Pakistan administrators help Proteas

Hashim Amla’s assertion after the first day’s play in Karachi that the pitch “started deteriorating quickly in the final session” will be music to the ears of the South African bowlers – provided another 200 runs are scored by the batsmen on the second day.

South Africa finished the day on 294-3 with Jacques Kallis unbeaten on 118. A total of 500 by tea on the second day could achieve three very desirable objectives: make the game safe, allow Kallis to rid himself of the double-century ‘albatross’ which has hung around his neck for nearly a decade, and then win the game.

Amla said he was “very disappointed” not to reach a century but only in the team context, not personally. “Jakes and I were supposed to be there at the end, then we could have really dominated,” Amla said.

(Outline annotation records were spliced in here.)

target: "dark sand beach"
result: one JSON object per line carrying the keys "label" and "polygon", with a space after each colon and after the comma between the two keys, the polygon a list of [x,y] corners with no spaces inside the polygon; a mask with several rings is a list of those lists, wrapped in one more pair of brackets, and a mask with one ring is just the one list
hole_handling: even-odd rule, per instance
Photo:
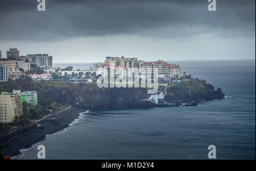
{"label": "dark sand beach", "polygon": [[0,144],[2,147],[2,153],[5,156],[14,156],[20,154],[19,150],[28,148],[32,145],[44,139],[47,135],[61,131],[79,116],[79,113],[85,112],[84,109],[71,106],[69,109],[60,112],[56,119],[44,119],[39,122],[43,129],[33,129],[19,136],[10,139],[8,141]]}

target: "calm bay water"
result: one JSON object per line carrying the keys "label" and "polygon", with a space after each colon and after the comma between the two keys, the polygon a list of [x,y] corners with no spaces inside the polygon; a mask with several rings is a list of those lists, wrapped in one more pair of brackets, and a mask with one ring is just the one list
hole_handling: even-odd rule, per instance
{"label": "calm bay water", "polygon": [[[218,159],[255,159],[255,60],[175,63],[221,87],[226,98],[197,106],[90,112],[36,145],[45,145],[47,159],[207,159],[210,144]],[[54,65],[90,66],[60,65]],[[36,159],[38,152],[19,159]]]}

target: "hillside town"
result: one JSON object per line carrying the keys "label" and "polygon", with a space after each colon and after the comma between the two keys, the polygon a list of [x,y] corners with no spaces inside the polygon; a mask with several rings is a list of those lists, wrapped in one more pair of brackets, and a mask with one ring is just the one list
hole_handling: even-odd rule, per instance
{"label": "hillside town", "polygon": [[[10,48],[6,51],[6,57],[3,57],[0,51],[0,82],[27,77],[33,82],[92,82],[100,75],[130,77],[135,69],[141,74],[158,74],[159,83],[165,86],[170,82],[179,82],[183,77],[180,66],[162,60],[144,61],[137,57],[107,56],[104,62],[93,64],[89,69],[84,70],[75,70],[72,66],[65,68],[53,66],[52,61],[53,57],[46,53],[20,56],[17,48]],[[152,69],[156,68],[157,73]],[[21,92],[14,90],[13,92],[1,92],[0,122],[10,123],[15,116],[22,115],[24,103],[28,104],[29,108],[35,109],[37,98],[37,92],[35,91]]]}

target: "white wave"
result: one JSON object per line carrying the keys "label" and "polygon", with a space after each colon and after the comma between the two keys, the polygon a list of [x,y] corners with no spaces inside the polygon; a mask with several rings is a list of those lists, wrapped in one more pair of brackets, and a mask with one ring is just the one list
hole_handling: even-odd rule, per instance
{"label": "white wave", "polygon": [[[63,111],[69,108],[70,108],[70,106],[69,106],[68,108],[67,108],[61,111]],[[13,159],[16,160],[16,159],[18,159],[18,158],[19,157],[23,156],[25,155],[25,152],[26,151],[28,151],[31,149],[36,148],[36,147],[38,147],[37,145],[39,144],[42,144],[42,143],[47,141],[48,140],[50,136],[58,135],[61,134],[67,131],[68,130],[71,129],[72,127],[73,127],[74,124],[80,122],[80,120],[84,119],[86,116],[89,116],[88,115],[85,115],[85,114],[88,114],[89,112],[90,112],[90,110],[86,110],[85,112],[79,113],[79,116],[78,118],[75,119],[74,120],[72,121],[72,122],[71,122],[71,123],[69,124],[68,127],[65,128],[61,131],[53,133],[52,134],[47,134],[46,135],[46,138],[44,140],[42,140],[32,145],[31,147],[28,148],[24,148],[24,149],[20,149],[19,152],[20,152],[20,154],[18,156],[13,156]]]}

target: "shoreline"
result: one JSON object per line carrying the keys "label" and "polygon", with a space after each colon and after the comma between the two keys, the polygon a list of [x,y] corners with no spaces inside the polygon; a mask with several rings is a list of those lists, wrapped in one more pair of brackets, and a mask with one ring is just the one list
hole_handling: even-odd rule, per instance
{"label": "shoreline", "polygon": [[48,135],[68,128],[70,124],[79,119],[80,113],[86,111],[85,109],[78,106],[71,106],[62,110],[59,113],[59,116],[55,120],[46,119],[40,121],[41,127],[44,130],[34,129],[0,144],[2,148],[2,153],[5,156],[12,157],[22,154],[20,150],[32,148],[34,144],[47,139]]}

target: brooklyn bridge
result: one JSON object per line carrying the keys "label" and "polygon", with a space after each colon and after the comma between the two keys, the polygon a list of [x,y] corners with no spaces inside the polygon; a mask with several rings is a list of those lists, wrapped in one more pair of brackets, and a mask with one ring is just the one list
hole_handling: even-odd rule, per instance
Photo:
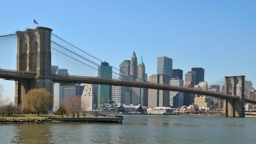
{"label": "brooklyn bridge", "polygon": [[[65,84],[88,83],[144,88],[221,98],[225,100],[224,113],[225,113],[225,115],[231,117],[244,117],[245,102],[256,104],[256,100],[244,97],[244,83],[246,83],[244,76],[225,77],[224,93],[148,82],[101,78],[93,74],[92,71],[97,70],[91,65],[97,65],[97,63],[79,54],[79,52],[88,54],[86,52],[79,49],[52,33],[52,29],[50,28],[37,27],[35,29],[27,29],[26,31],[18,31],[14,34],[2,35],[0,36],[0,43],[10,38],[12,38],[13,36],[17,37],[17,42],[17,42],[17,68],[9,68],[8,61],[6,61],[6,66],[4,68],[0,67],[1,68],[0,69],[0,78],[15,81],[15,104],[16,106],[21,106],[25,95],[32,88],[44,88],[49,92],[52,92],[52,83],[54,82]],[[57,40],[60,42],[57,42]],[[13,40],[8,42],[13,42]],[[70,47],[72,49],[68,49],[66,45],[71,45]],[[8,44],[1,45],[0,52],[6,52],[5,50],[8,49],[8,47],[12,47],[10,45],[13,45],[13,44]],[[68,55],[68,53],[72,54]],[[90,56],[95,58],[93,56]],[[63,58],[63,60],[70,59],[83,65],[86,68],[86,71],[84,72],[87,73],[88,76],[52,74],[51,65],[52,60],[56,58],[54,56],[61,56]],[[86,60],[87,63],[79,60]],[[65,60],[63,61],[65,63]],[[74,70],[80,68],[76,65],[74,65]],[[92,74],[92,76],[88,76],[88,73]],[[116,75],[119,74],[118,72],[114,73]],[[237,86],[240,90],[238,91],[238,93],[237,93]],[[231,92],[230,87],[232,88]]]}

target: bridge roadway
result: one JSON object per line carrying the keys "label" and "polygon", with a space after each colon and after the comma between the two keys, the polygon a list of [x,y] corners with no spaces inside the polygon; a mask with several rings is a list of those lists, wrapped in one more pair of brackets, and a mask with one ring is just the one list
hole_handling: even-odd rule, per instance
{"label": "bridge roadway", "polygon": [[[32,80],[36,79],[36,74],[35,72],[19,72],[15,70],[0,69],[0,78],[5,79],[6,80]],[[179,87],[168,84],[156,84],[148,82],[139,82],[115,79],[106,79],[97,77],[84,77],[79,76],[65,76],[57,74],[52,74],[52,80],[54,82],[58,82],[60,83],[63,84],[89,83],[96,84],[122,86],[135,88],[157,89],[161,90],[168,90],[173,92],[180,92],[198,95],[207,95],[223,99],[239,99],[239,97],[237,96],[221,93],[219,92],[205,91],[195,88]],[[245,102],[252,104],[256,104],[256,100],[248,98],[245,99]]]}

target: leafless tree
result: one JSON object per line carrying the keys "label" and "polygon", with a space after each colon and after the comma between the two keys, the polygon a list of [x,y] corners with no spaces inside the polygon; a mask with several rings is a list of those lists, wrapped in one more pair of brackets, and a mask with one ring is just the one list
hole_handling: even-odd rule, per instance
{"label": "leafless tree", "polygon": [[52,104],[52,97],[51,93],[44,88],[35,88],[26,95],[22,104],[22,111],[36,112],[39,116],[40,111],[47,110]]}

Nonetheless, his stand of 170 with Kallis was far more important than his own score of 71.

The toss certainly helped towards South Africa’s day of dominance, as did the individual efforts of Smith, Gibbs, Amla and Kallis. But there were a couple of other factors beyond the control of the tourists which may well be the difference between victory and a draw, if not even defeat.

Shoaib Akhtar is, by most accounts, the fittest he has been for a decade and bowling as well ever, too. Yet, instead of lining up against South Africa in Karachi, he was facing a disciplinary hearing on five, yes five, counts of misdemeanour and insubordination.

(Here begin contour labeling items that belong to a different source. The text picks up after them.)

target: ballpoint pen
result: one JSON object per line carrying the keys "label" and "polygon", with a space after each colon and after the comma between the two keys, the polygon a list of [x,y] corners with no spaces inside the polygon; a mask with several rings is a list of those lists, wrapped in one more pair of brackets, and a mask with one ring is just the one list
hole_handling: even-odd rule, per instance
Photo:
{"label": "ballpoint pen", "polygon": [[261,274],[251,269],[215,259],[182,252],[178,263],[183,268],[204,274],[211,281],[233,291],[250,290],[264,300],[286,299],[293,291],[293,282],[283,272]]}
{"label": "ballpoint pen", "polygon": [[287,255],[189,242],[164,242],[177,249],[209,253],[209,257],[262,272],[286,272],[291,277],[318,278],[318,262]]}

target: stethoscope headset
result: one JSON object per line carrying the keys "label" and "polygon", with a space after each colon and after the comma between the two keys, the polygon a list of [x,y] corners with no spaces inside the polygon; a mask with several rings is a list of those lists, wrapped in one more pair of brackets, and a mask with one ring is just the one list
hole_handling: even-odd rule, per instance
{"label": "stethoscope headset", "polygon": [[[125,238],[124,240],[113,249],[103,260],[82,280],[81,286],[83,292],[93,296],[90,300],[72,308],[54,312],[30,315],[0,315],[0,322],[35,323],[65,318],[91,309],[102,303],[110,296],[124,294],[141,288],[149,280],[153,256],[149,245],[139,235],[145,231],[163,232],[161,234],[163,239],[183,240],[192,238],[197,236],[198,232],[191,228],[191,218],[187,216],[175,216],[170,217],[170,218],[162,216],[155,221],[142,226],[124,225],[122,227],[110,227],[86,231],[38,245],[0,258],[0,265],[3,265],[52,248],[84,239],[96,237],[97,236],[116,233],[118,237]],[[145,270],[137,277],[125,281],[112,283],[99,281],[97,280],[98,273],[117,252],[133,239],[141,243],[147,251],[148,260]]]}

Leaving a national training camp without permission to attend a charity match in England was one of them. How can that possibly happen? Slipping out of camp to attend a friend’s party, sure, maybe even staying the night…but flying to England?!
The final straw came in South Africa, of course, where Shoaib belted Mohammed Asif with his bat so hard the bruise lasted three weeks. The script went something like this:

Shoaib and Shahid Afridi sitting alone in the Pakistan change room:
Shoaib: “I have the same status in Pakistan cricket as Imran Khan…”
Afridi: (convulsive laughter)
Enter Mohammed Asif:
Afridi: “Listen to this (laughter) he says he has the same status as Imran Khan!”
Asif: (muffled giggle)
Shoaib chases after Asif and swings his bat as hard as possible hitting Asif on the thigh.

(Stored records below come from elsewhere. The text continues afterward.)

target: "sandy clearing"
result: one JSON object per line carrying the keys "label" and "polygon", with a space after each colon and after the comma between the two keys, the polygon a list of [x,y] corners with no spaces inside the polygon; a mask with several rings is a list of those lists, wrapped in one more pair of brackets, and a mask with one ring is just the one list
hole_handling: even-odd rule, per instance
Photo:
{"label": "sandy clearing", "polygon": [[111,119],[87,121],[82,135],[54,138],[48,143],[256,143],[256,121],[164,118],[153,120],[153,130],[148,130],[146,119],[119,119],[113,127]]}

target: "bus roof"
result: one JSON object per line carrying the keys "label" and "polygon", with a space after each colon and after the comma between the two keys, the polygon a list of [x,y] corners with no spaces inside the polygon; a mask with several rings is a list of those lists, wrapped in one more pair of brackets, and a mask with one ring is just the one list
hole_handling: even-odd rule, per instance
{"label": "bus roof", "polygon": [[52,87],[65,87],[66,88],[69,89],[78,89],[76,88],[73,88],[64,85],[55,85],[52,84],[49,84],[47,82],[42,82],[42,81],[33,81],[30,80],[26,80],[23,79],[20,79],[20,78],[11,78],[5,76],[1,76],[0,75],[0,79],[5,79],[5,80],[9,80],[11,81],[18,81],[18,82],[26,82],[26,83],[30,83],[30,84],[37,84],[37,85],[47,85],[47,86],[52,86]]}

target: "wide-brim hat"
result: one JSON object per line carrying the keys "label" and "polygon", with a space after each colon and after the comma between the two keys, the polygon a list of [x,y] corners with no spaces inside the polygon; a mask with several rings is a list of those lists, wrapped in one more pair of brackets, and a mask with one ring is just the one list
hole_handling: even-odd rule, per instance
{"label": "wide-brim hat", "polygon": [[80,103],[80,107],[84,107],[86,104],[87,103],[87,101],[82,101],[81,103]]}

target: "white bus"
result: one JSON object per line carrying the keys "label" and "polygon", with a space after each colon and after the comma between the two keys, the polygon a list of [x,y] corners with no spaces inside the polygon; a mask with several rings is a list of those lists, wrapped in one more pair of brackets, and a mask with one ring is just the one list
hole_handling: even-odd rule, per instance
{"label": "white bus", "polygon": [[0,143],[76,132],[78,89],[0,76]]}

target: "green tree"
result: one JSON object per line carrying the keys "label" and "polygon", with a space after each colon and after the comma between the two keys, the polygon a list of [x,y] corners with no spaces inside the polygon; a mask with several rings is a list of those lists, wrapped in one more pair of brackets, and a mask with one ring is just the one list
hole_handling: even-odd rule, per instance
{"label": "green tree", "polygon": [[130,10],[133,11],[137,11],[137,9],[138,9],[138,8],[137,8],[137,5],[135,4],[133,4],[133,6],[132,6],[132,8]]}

Pakistan’s administrators deserve no criticism for the action they have taken now. They deserve criticism forever allowing Shoaib’s ego to become so hopelessly out of control, for allowing him to make his own rules for so many years and to get away with serial misbehaviour before it ever came to this.

If they couldn’t control him or didn’t want to, they should have delegated that responsibility for the sake of Pakistani cricket. And if he really was uncontrollable at least they would have known six or seven years ago.

Secondly, what is it with Mohammed Yousuf? You could tie Jacques Kallis up in a wooden box for three months and feed him stale bread but he’d still have enough muscle memory and cricketing nouse to make runs on this wicket.

But Mohammed Yousuf, scorer of nine Test centuries and over 1700 runs in 2006 decided he lacked “match-fitness” on the eve of the Test?

He warmed up with the rest of the squad, caught his catches, threw the ball and ran when he needed to. But the most prolific run scorer in the world last year didn’t feel up to playing in a Test match – and was simply allowed to walk away?

Sorry, Sir, but that’s soft. No, that’s Soft. (And if the real reason was that the ICL was breathing fire at him via e-mail and fax, then it’s even softer not to tell the truth.)

Oh, and by the way, Kallis has played three one-day matches in the five months since the World Cup. Not exactly a strenuous build-up to this series.

Fortunately for the host nation’s decision-makers the Proteas have had a problem finishing off teams in recent years so there’s every chance Pakistan could escape here and fare much better in Lahore. But if Pakistan do falter in Karachi, the men in suits should hang their heads in shame every bit as much as the men in whites.